NEWS

High court denies Vt. ‘natural born citizen’ Obama case

Sam Hemingway
Free Press Staff Writer

A Vermonter’s effort to have a court declare Barack Obama unqualified to be president because he is not a “natural born citizen” appears to have reached a dead end.

The U.S. Supreme Court, without comment, this week denied a request by Brooke Paige of Washington, Vt., to consider his Writ of Certiorari, or appeal of a 2013 ruling by the Vermont Supreme Court that went against Paige.

The state Supreme Court, in its 5-0 opinion, had concluded Paige’s case was moot because Obama won re-election in 2012 and by law is prevented from seeking a third term.

“Obama is not a ‘natural born citizen’ because he was not born to two U.S. citizen parents,” Paige had alleged in his appeal. “Hence, he is not eligible to be president.”

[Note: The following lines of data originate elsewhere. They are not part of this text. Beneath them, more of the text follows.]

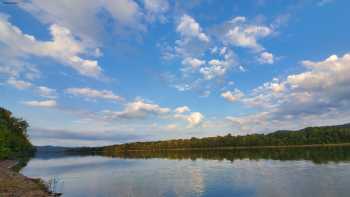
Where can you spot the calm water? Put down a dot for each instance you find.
(304, 173)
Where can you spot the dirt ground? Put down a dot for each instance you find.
(13, 184)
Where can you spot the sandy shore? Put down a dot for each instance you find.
(15, 184)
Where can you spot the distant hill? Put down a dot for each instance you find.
(339, 134)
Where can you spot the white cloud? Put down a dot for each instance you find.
(232, 96)
(324, 2)
(193, 62)
(19, 84)
(171, 126)
(189, 28)
(194, 119)
(317, 96)
(156, 9)
(46, 92)
(83, 17)
(63, 47)
(266, 58)
(242, 34)
(182, 109)
(136, 110)
(43, 104)
(94, 94)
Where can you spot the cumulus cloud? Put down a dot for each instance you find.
(156, 9)
(193, 119)
(137, 110)
(19, 84)
(46, 92)
(182, 109)
(83, 17)
(42, 104)
(266, 58)
(189, 28)
(317, 96)
(63, 47)
(94, 94)
(241, 34)
(194, 63)
(232, 96)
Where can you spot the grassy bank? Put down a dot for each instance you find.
(14, 142)
(14, 184)
(15, 152)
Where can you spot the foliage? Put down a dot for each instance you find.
(13, 136)
(307, 136)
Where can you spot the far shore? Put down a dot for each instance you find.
(242, 147)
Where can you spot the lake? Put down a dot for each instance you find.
(264, 173)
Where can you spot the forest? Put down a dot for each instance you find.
(14, 140)
(308, 136)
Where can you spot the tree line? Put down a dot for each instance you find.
(14, 140)
(307, 136)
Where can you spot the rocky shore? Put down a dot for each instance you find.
(15, 184)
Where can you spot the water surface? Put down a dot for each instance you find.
(316, 172)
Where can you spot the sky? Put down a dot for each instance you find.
(98, 72)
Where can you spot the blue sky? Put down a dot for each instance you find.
(106, 72)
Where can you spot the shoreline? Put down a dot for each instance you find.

Paige said Thursday he would ask the nation’s highest court to reconsider its decision, but acknowledged getting it to change its mind on the matter is unlikely.

“It saddens me to see our Constitution being treated as a list of suggestions, a smorgasbord of ideas or worst of all treated with the same respect afforded toilet tissue,” Paige said. “I can almost hear the Founders and Framers groaning in their graves.”

Paige originally sued Obama, the state of Vermont and Secretary of State James Condos in 2012, arguing the state should have kept Obama’s name off the Vermont presidential ballot because Obama was ineligible to hold national office.

Paige’s argument was different than the claims by “birthers” that Obama wasn’t born in the United States and therefore is ineligible to be president.

Instead, he based his challenge to Obama on an interpretation of historical papers the country’s framers relied on at the time the Constitution was written that said a natural-born citizen was someone who was born of parents who were both American citizens.

Obama’s father, now deceased, was a citizen of Kenya.

The natural born citizen term is contained in the Constitution and applies only to candidates for the presidency and vice presidency.

Condos said Thursday he was pleased with the ruling by the U.S. Supreme Court.

“It was not unexpected, although you never know with the courts,” he said.

The U.S. Supreme Court receives about 7,000 appeals, or petitions for Writ of Certioriari, of lower court rulings each year but takes up less than 150 to review, according to online court data. At least four justices have to agree to take up a case for a review to occur.

Paige, a retiree, sought the 2012 Vermont Republican U.S. Senate nomination, losing in a primary by a 3-1 margin to John MacGovern, who was subsequently defeated by Sen. Bernie Sanders, I-Vt.